Teens and education: the key to Toyota's success
In a bare classroom at a school in central Japan, a few dozen teenagers face a whiteboard covered with long mathematical equations as their teacher rattles on about the workings of kinetic energy. The uniformed 17-year-olds look like typical students...
In a bare classroom at a school in central Japan, a few dozen teenagers face a whiteboard covered with long mathematical equations as their teacher rattles on about the workings of kinetic energy.
The uniformed 17-year-olds look like typical students going through the motions of dreary school life. But looks can be deceiving - they're employees of Toyota Motor Corp.
A car maker running a high school?
Toyota may be on to something.
Japan's top automaker made more money last year than the combined earnings at Detroit's Big Three - General Motors, Ford Motor and DaimlerChrysler - and is on its way to racking up record profits for a fourth straight year.
As rival automakers in the West watch their earnings slide and market shares erode on their home ground, one question has burned in the minds of industry executives and watchers alike: why is Toyota so successful?
Volumes have been written on the topic - with the focus ranging from Toyota's renowned "lean manufacturing system" to its corporate culture of "kaizen", or continuous improvement. But one answer can be found across town from its oldest car plants, at the Toyota Technical Skills Academy.
The school, which has 300 students aged 15 to 19, plays a unique role at the world's third-largest automaker: It is a breeding ground for an elite corps of future supervisors in the mechanical, machining and other technical fields that are the core of any manufacturing firm.
It is a tradition that is nearly as old as the company itself. Opened in 1938, a year after Toyota Motor was formed, the academy is the brainchild of Toyota's late founder, Kiichiro Toyoda, who believed that education was key to fulfilling his father's dream of building a national car.
Insiders say Toyota's education programmes are the cornerstone of its success in growing from a tiny spin-off of a maker of textile looms into the richest car maker in the world with nearly $8 billion in bottom-line profits.
"The academy is extremely expensive to run, but we look at it as an investment for the future," said Mamoru Sakamoto, the academy's director. "If you compare an academy graduate and a new hire starting from scratch, the difference is remarkable."
The Toyota Technical Skills Academy (TTSA) is one of five remaining vocational high schools run by Japanese companies after the economic downturn forced hundreds to close.
The school accepts about 70 15-year-olds each year, who automatically become Toyota employees upon enrolment. Admission is extremely competitive, with fewer than one in four applicants making the cut, and academic standards are high.
Toyota would not disclose how much it spends on the school, which also admits about 100 high school graduates each year for advanced technical training.

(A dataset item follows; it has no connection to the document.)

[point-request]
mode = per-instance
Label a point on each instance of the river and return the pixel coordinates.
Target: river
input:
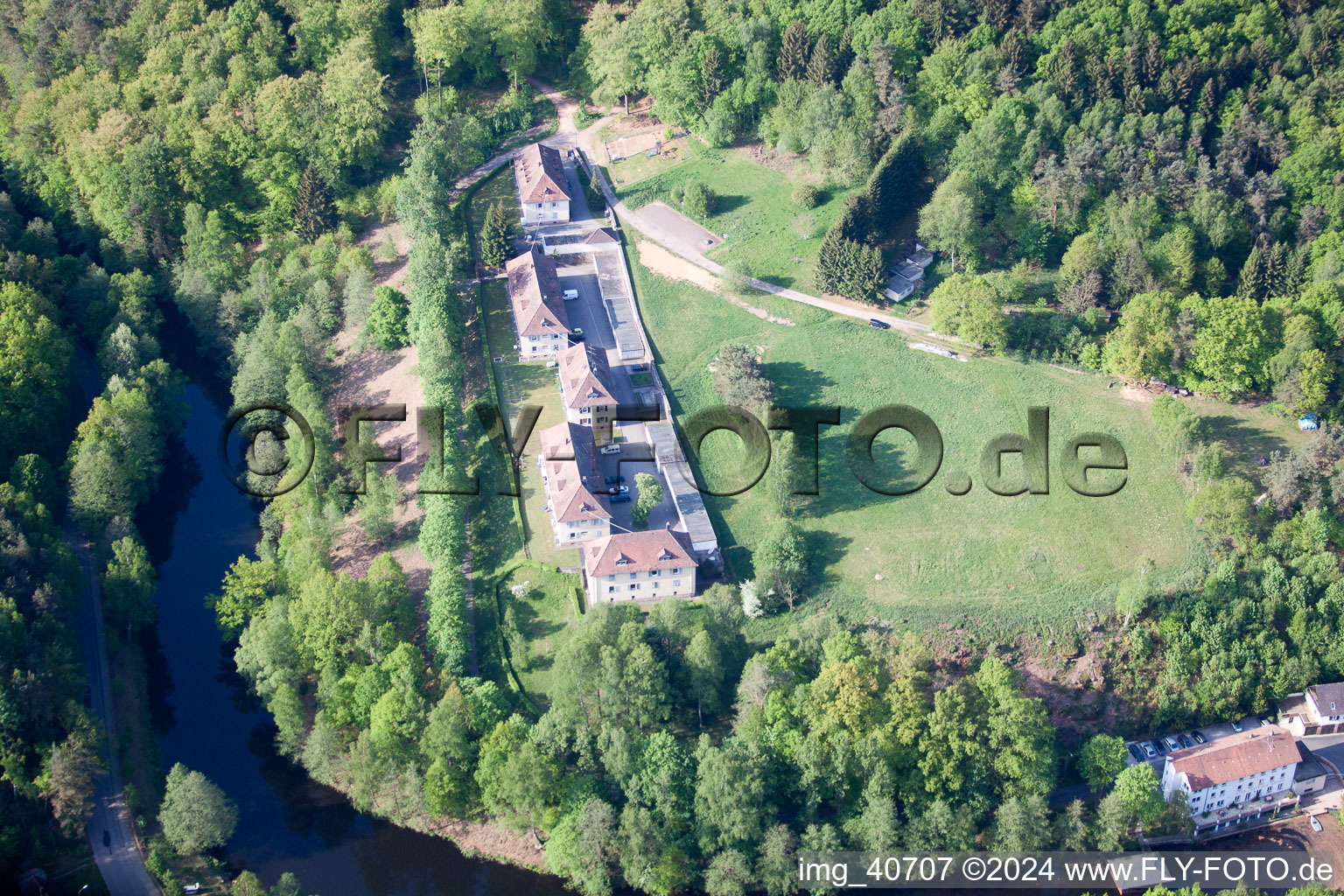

But in addition to operating costs, the company dishes out annual stipends of up to $17,400 per student. Tuition is free.

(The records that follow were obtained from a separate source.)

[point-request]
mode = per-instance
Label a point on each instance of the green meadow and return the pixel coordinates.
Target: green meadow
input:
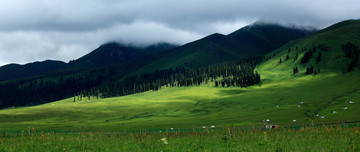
(205, 105)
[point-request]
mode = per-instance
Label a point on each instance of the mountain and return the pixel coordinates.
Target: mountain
(286, 97)
(16, 71)
(333, 50)
(116, 53)
(113, 69)
(250, 41)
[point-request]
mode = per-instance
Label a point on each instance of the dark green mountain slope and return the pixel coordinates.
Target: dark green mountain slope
(115, 53)
(250, 41)
(333, 50)
(16, 71)
(110, 69)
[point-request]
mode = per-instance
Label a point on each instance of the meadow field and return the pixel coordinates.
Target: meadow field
(338, 137)
(291, 101)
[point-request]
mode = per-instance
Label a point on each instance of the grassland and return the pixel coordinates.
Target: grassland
(193, 107)
(326, 138)
(332, 96)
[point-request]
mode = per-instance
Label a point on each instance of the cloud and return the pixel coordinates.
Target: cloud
(64, 30)
(25, 46)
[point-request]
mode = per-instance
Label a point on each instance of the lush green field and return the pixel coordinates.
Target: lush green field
(327, 138)
(189, 107)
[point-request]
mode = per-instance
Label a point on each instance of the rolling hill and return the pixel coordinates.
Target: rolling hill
(251, 41)
(329, 95)
(110, 69)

Other automakers have employee education programmes too but none are as extensive or start as early. US giant GM, which makes an average $200 per car versus $1,260 for Toyota, for instance, offers mainly Web-based training to its employees.
"Toyota (educates its workers) differently from any other company," said H. Kent Bowen, a professor at Harvard Business School and co-author of a paper on Toyota's production system.

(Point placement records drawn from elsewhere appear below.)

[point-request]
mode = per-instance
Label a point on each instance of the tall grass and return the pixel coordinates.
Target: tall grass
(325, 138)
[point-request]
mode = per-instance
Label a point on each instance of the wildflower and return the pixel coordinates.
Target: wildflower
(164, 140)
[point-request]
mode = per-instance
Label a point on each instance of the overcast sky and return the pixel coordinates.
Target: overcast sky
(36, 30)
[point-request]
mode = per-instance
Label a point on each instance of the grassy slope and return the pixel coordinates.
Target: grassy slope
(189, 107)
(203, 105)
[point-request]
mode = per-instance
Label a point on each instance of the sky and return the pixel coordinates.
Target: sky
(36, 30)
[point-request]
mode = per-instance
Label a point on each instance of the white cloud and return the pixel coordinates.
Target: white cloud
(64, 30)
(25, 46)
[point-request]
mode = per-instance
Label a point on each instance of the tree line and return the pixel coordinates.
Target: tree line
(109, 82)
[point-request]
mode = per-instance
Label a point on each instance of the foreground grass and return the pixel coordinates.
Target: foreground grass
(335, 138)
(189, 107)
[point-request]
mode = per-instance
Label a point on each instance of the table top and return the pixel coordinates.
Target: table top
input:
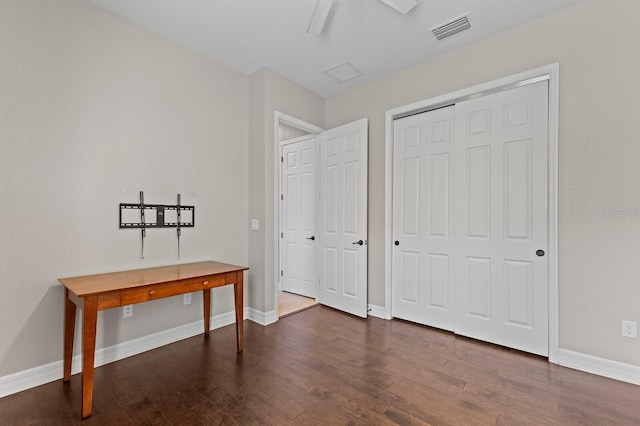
(113, 281)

In keeping with Toyota's philosophy of "genchi genbutsu", or the "go and see for yourself" approach, TTSA students spend a lot of time with their future supervisors training on the job.
"Most of the training is done by one's supervisor, so when a worker needs to learn, the teacher is always there," Mr Bowen said.
Toyota's supervisors take a Socratic approach to teaching - providing answers by asking questions - to encourage workers to develop a mind of their own to improve the work, Mr Bowen said.
"There's a fundamentally different view of people. Making lots of little improvements all the time.... is the key to Toyota's success," he said.
Students learn actual work practices such as the suggestion box system in which employees at all levels and fields make recommendations to improve operations. Good suggestions are rewarded with prize money of up to hundreds of dollars.
The training is not just vocational.
Over the three years, students go through vigorous physical trials including hiking up a 3,000-metre mountain, swimming for two hours in the sea and running a half-marathon.
"The idea is for each student to complete the tasks so they become strong mentally and physically," explains Hajime Sugita, an alumnus who is now general manager of the academy. "We don't want them to be quitters."
As Toyota opens up more plants in countries from China to the Czech Republic, it is taking employee education a step further. Last year, it set up the Toyota Institute, in central Japan, to drive home the importance of the "Toyota Way" for the mostly foreign executives who will be training local staff.
Kazuyuki Kawai, head of Toyota's human resources division, says bridging the cultural gap will be a challenge, with a quarter-of-a-million employees spread out all over the world.
"In America, for instance, people think of their work as being rigidly defined. It's like in a swimming relay: the next person jumps in only once the previous one touches the wall," he said. "But in Japan, the attitude is similar to track-and-field: The area where the baton is exchanged is wider and fuzzier."